Abstract:Although large language models (LLMs) have advanced the state-of-the-art in NLP significantly, deploying them for downstream applications is still challenging due to cost, responsiveness, control, or concerns around privacy and security. As such, trainable models are still the preferred option in some cases. However, these models still require human-labeled data for optimal performance, which is expensive and time-consuming to obtain. In order to address this issue, several techniques to reduce human effort involve labeling or generating data using LLMs. Although these methods are effective for certain applications, in practice they encounter difficulties in real-world scenarios. Labeling data requires careful data selection, while generating data necessitates task-specific prompt engineering. In this paper, we propose a unified data creation pipeline that requires only a single formatting example, and which is applicable to a broad range of tasks, including traditionally problematic ones with semantically devoid label spaces. In our experiments we demonstrate that instruction-following LLMs are highly cost-effective data creators, and that models trained with these data exhibit performance better than those trained with human-labeled data (by up to 17.5%) on out-of-distribution evaluation, while maintaining comparable performance on in-distribution tasks. These results have important implications for the robustness of NLP systems deployed in the real-world.

What problem does this paper attempt to address?

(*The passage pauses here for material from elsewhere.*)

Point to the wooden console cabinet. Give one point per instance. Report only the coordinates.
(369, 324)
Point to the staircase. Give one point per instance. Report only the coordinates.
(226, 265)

The problem that this paper attempts to solve is how to effectively utilize large - language models (LLMs) to generate high - quality training data in natural language processing (NLP) tasks, so as to reduce the need for manually - annotated data. Specifically, the paper focuses on using LLMs as data generators to create training data in resource - limited or specialized fields. These data can be used to train downstream models, and these models perform better in out - of - distribution (OOD) evaluations than models trained with manually - annotated data. The paper points out that although LLMs have made remarkable progress in the NLP field, there are still challenges in cost, response speed, control, privacy and security when deploying these models in practical applications. Therefore, in some cases, trainable models are still preferred. However, these models require a large amount of manually - annotated data to achieve optimal performance, which is both expensive and time - consuming. To solve this problem, some techniques attempt to reduce human effort by using LLMs to annotate or generate data. Although these methods are effective for some applications, difficulties are encountered in practical scenarios, such as data annotation requires careful selection of data, and data generation requires prompt engineering for specific tasks. To solve these problems, the paper proposes a unified data creation pipeline, which can be applied to a wide range of tasks, including traditional difficult problems with missing label - space semantics, with only one formatted example. Experimental results show that LLMs following instructions, as efficient data generators, the models trained with these data perform 17.5% better in out - of - distribution evaluations than models trained with manually - annotated data, while maintaining comparable performance in in - distribution tasks. These results are of great significance for the robustness of NLP systems deployed in the real world.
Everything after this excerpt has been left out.